Hong Kong force of the China’s People’s Liberation Army is responsible for the defence. The Chairman of the Central Military Commission is the Supreme Commander of the armed forces. Since Hong Kongers are not compulsorily required to perform in military services, the defence is mostly composed of non-Hongkongers.


Why people in Hongkong started protesting?

While China went on firmly to burden Hongkong with its ideology of Communism, the people of Hong Kong, especially the youth, mobilized themselves to withstand the tyranny. They wanted to continue to live in a ‘Democratic System’. They wished to voice their mind. They did not mind to look at different countries across the world for support.


The first pro-democracy protest, Hongkong saw, was in 2004. Tens of thousands, consisting of youth, took to streets in Hong Kong to protest on the election process which was controlled by China. The Hong Kong residents only had the right to vote to the political candidates, pre-approved by China under the Chinese Law. It blocked the Hong Kongers to have their own choice. The political candidates as mentioned in the article need majority support from 1200 members of the nomination committee. These members are usually Beijing loyalists.

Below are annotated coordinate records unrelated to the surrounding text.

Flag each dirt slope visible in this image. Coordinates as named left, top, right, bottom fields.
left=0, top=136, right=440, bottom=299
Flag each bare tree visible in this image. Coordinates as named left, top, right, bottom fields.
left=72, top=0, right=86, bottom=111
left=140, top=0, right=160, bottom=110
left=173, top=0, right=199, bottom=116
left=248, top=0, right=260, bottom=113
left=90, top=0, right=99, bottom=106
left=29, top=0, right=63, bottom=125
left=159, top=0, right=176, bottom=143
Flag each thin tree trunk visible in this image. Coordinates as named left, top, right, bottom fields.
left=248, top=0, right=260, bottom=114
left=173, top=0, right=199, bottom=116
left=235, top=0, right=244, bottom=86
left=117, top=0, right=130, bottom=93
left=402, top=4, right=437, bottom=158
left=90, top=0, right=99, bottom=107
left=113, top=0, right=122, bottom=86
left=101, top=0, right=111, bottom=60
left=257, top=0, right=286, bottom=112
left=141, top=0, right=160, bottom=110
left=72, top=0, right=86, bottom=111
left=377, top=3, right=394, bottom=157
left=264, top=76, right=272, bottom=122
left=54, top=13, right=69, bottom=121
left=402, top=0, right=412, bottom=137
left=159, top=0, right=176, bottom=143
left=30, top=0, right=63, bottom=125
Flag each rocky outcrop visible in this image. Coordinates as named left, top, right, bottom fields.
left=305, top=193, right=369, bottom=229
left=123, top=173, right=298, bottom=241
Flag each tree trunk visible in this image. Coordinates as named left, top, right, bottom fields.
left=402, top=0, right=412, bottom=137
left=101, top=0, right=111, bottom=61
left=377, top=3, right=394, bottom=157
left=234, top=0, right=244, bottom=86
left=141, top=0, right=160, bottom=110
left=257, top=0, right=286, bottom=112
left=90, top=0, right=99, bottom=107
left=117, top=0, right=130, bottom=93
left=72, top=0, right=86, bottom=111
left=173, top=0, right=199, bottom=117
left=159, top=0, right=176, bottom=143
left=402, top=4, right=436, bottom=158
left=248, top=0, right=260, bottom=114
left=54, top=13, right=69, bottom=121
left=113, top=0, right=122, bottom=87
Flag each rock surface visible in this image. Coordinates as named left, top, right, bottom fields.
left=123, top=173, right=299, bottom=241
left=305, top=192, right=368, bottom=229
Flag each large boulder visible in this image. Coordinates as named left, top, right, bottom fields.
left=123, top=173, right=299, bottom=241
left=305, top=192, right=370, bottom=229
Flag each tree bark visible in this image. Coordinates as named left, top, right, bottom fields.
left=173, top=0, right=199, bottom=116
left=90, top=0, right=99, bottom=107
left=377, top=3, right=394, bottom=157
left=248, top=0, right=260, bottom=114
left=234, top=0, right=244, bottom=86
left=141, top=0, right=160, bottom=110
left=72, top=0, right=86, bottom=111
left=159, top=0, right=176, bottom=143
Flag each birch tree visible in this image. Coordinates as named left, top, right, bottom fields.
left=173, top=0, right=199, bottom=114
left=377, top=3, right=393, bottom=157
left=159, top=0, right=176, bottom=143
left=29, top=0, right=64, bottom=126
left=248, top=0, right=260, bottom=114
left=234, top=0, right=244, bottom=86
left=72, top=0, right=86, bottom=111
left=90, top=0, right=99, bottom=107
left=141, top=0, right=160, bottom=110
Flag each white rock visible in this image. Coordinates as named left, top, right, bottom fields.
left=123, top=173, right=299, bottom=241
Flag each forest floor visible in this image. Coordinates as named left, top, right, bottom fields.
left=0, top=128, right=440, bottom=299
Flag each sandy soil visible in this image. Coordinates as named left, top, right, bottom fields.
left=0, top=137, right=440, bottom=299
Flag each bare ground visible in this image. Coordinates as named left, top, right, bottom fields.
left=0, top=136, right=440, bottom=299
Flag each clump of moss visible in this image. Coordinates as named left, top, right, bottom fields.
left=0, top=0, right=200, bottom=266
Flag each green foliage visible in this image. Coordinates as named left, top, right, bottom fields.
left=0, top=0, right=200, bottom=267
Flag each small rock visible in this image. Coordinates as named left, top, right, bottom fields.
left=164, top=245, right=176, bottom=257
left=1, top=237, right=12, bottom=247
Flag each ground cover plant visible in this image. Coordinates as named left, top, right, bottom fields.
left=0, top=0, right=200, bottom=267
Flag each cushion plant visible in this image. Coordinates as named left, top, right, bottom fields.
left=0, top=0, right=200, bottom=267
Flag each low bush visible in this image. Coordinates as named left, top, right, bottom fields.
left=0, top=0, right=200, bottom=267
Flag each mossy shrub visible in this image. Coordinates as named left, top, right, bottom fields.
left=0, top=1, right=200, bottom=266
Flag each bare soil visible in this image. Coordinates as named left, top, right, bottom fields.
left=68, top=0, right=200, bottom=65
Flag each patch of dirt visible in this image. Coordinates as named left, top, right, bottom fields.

When the tens of thousands, in Hong Kong, took to streets, it was a very threatening development. China realized this would be a threat to itself too. Police used pepper spray and tear gas. Tens of people got injured and hospitalized, while hundreds got arrested.


Though tens of thousands of youth adopted civil disobedient movement, the police used violent methods. In the meantime, in May 2020, China passed ‘National Security Law’ which infringes the ‘one nation, two systems’ law.


As recent as 28th May 2020, China passed a controversial legislation on Hong Kong. Through this legislation China gets more power to draft national security laws for Hong Kong. The draft laws, already prepared, curtail all the activities in the name of threats to the national security. This paves the way to counter the dissent, lawfully prevent, stop and punish the voice of democracy.


Many of the pro-democracy groups and legal communities in Hong Kong have criticized the proposed laws. They argue, while undermining the ‘one country, two system model’, the laws will be used to create a new system, unilaterally.


The happenings in Hong Kong remind me a quote by Martin Luther King Jr- ‘Injustice anywhere is a threat to Justice everywhere’. As human beings we all have a natural instinct to have our freedom. The freedom of choice can only be in a democratic set up, where people have the right to discuss freely, rationally and secularly. If all of us believe in Justice and Democracy then it becomes our responsibility to understand the situation in Hong Kong and elsewhere and support the Democracy movements.